DeepCache: Revisiting Cache Side-Channel Attacks in Deep Neural Networks Executables

Deep neural networks (DNN) are increasingly deployed in heterogeneous hardware, including high-performance devices like GPUs and low-power devices like mobile/IoT CPUs, FPGAs, and accelerators. In order to unlock the full performance potential of various hardware, deep learning (DL) compilers automatically optimize DNN inference computations and compile DNN models into DNN executables for efficient computations across hardware backends. As valuable intellectual properties, DNN architectures are one primary attack target. Since previous works already demonstrate the abuse of cache side channels to steal DNN architectures from DL frameworks (e.g., PyTorch and TensorFlow), we first study using those known side-channel attacks against DNN executables. We find that attacking DNN executables presents unique challenges, and existing works can hardly apply. Particularly, DNN executables exhibit a standalone paradigm that largely reduces cache side channel attack surfaces. Meanwhile, cache side channels capture only limited behaviors of the whole DNN execution while facing daunting technical challenges (e.g., noise and low time resolution).
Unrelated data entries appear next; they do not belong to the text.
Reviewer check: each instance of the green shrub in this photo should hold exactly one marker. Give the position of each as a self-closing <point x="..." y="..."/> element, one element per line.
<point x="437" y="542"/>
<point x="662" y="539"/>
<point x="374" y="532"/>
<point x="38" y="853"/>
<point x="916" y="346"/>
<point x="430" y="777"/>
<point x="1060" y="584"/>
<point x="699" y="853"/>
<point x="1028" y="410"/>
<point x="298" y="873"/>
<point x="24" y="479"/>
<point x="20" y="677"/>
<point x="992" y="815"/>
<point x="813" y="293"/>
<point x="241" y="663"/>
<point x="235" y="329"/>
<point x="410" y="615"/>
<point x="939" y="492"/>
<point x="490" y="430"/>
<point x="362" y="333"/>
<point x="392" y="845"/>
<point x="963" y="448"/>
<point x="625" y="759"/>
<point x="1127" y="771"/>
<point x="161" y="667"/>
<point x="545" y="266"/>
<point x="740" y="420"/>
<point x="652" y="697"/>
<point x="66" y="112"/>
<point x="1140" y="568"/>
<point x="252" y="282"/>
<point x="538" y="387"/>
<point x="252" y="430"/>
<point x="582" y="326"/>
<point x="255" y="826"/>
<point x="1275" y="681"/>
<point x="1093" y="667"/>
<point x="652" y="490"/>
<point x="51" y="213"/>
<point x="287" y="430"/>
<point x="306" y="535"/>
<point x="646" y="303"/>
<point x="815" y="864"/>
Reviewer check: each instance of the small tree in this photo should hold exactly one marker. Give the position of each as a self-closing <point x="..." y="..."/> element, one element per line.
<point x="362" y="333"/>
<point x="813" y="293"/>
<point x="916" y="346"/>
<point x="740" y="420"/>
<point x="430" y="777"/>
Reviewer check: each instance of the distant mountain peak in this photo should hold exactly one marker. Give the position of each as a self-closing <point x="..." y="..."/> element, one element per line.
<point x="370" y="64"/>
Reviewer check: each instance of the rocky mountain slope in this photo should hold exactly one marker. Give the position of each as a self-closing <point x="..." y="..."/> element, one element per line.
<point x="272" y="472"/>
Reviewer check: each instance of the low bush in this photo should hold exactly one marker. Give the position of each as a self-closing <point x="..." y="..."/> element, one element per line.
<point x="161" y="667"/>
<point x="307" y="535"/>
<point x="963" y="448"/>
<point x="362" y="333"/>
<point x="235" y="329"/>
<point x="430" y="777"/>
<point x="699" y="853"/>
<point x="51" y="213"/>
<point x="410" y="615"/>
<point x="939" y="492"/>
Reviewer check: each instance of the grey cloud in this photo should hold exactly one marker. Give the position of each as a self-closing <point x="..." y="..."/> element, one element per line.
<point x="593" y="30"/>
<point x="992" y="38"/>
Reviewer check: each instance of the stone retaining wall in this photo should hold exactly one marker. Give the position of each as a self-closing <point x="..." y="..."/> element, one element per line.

However, we unveil a unique attack vector in DNN executables, such that the cache-aware optimizations, which are extensively employed by contemporary DL compilers to harvest the full potentials of hardware, would result in distinguishable DNN operator cache access patterns, making model architecture recovery possible. We propose DeepCache, an end-to-end side channel attack framework, to infer DNN model architectures from DNN executables. DeepCache leverages cache side channels as the attacking primitives and combines contrastive learning and anomaly detection to enable precise inference. Our evaluation using the standard Prime+Probe shows that DeepCache yields a high accuracy in exploiting complex DNN executables under both the basic L1 cache attack and the more practical but challenging last level cache (LLC) attack settings.